(18 Jun 2024)
RESTRICTION SUMMARY:
ASSOCIATED PRESS
ARCHIVE: College Station, Texas – 7 June 2024
1. Various people on the walkway use an umbrella to shade off the sun
2. Close of squirrel under a shade
ASSOCIATED PRESS
Ann Arbor, Michigan – 17 June 2024
3. SOUNDBITE (English) Jeff Masters, meteorologist for Yale Climate Connections:
"A heat wave is defined by three things. One: How intense the heat is. Two: how long lasting it is. And three: The location. Now, some locations may not see a heat wave if it gets up to 90 degrees. For instance, you know, down in Texas, 90 is no big deal. But up in Michigan, where I live, 90 degrees is considered a heat wave because the population is just not conditioned to that sort of heat."
ASSOCIATED PRESS
ARCHIVE: College Station, Texas – 7 June 2024
4. Various weather stations at the Texas Center for Climate Studies, College Station, Texas
ASSOCIATED PRESS
Ann Arbor, Michigan – 17 June 2024
5. SOUNDBITE (English) Jeff Masters, meteorologist for Yale Climate Connections:
"So when you do get a heat wave, what it does to the atmosphere is it makes the air expand. So when the air expands, it creates a dome, which is why you call it a heat dome when you happen to have a heat wave. So there’s a big area of high pressure that’s bulged outwards, forming a dome. That’s all that means when you’re calling it a heat dome. It’s the heat wave. By, you know, any definition you want to give."
ASSOCIATED PRESS
ARCHIVE: Phoenix – 6 June 2024
6. Skyline from atop hiking trail on Camelback Mountain
7. Wide cityscape
8. Various of excessive heat warning sign
ASSOCIATED PRESS
Ann Arbor, Michigan – 17 June 2024
9. SOUNDBITE (English) Jeff Masters, meteorologist for Yale Climate Connections:
"This week’s heat dome is centered over Maine and New Brunswick, Canada. So that’s where the most intense departure from average is going to occur. They may see their hottest temperature on record for any month of the year in some locations there. But just because you’re not under the center of the dome doesn’t mean you’re not going to get a heat wave. It’s a large area that’s going to be experiencing much above average high pressure. So very intense heat wave conditions are going to extend over 1,000 miles away from the center of that heat dome, all the way here to the Midwest."
ASSOCIATED PRESS
Chicago – 17 June 2024
10. Temperature for Chicago shown on phone
11. Various of people using splash pad at Millennium Park
STORYLINE:
With much of the Midwest and the Northeast broiling — or about to broil — in extreme summer heat this week, meteorologists are talking about heat waves and heat domes.

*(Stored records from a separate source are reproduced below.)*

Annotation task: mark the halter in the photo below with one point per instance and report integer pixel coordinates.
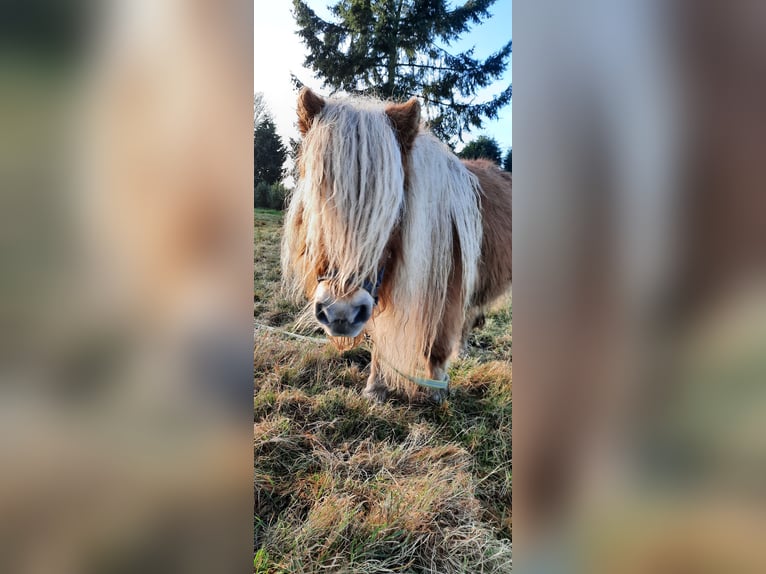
(368, 286)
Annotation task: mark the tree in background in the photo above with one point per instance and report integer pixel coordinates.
(269, 153)
(482, 147)
(508, 161)
(259, 109)
(393, 49)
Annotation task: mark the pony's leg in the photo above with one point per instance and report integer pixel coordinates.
(376, 389)
(474, 319)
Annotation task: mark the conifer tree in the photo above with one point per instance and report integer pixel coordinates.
(482, 147)
(396, 49)
(269, 153)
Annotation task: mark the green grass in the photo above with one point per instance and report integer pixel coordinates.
(344, 486)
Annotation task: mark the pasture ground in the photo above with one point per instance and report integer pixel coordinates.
(344, 486)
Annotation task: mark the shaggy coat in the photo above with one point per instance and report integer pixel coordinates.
(379, 193)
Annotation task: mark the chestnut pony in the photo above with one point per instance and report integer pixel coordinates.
(389, 234)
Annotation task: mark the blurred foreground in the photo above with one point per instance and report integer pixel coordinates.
(125, 369)
(640, 286)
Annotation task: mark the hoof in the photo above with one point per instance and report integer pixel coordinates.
(376, 395)
(438, 396)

Both mean it’s really hot — and people will hear those terms a lot more as the world heats up. What’s the difference? Here’s what to know:
WHAT’S A HEAT DOME?
It’s helpful to think of a heat dome as what’s happening in the atmosphere. A heat wave is how affects people on the ground, said Ken Kunkel, a research professor of atmospheric sciences at North Carolina State University.
When a high pressure system develops in the upper atmosphere, it causes the air below it to sink and compress. That raises temperatures in the lower atmosphere.

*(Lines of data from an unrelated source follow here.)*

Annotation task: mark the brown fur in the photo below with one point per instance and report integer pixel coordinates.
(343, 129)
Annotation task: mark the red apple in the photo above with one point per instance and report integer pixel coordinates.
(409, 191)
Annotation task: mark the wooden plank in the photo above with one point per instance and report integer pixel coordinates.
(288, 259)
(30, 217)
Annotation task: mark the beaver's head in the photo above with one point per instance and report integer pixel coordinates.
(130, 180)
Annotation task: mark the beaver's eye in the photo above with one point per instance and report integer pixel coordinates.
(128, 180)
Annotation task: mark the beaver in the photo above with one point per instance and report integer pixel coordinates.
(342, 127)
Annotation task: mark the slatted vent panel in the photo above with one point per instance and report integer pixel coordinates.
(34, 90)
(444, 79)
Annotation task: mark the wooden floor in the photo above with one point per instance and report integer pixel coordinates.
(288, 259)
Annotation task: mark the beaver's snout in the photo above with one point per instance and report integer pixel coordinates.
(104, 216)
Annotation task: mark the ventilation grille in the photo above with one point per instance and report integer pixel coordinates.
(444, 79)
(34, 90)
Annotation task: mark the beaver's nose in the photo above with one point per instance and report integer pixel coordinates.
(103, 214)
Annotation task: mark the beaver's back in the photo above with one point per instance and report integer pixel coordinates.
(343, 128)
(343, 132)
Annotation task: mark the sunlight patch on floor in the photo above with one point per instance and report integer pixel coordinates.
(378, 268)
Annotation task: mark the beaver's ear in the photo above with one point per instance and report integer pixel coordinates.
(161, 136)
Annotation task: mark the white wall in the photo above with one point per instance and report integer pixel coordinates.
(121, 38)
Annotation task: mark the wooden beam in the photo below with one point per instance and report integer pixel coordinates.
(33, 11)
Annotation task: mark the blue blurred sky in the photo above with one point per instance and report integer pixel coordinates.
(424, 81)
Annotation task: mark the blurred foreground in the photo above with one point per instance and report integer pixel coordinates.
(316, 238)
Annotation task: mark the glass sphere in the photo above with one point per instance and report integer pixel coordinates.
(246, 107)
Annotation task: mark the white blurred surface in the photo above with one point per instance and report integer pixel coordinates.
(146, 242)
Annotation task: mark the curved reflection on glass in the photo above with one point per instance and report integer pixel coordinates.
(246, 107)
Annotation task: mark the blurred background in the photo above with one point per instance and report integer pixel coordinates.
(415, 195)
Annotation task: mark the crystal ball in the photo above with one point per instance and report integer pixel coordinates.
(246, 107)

Because hot air expands, it creates a dome that bulges out.
The boundaries of this week’s heat dome are not well-defined, Kunkel said, but the National Weather Service has said that the most extreme heat is expected in the Ohio Valley and the Northeast.
The eastern heat dome follows an earlier-than-usual one this month in the Southwest. Last year, there were 645 heat-related deaths in Phoenix.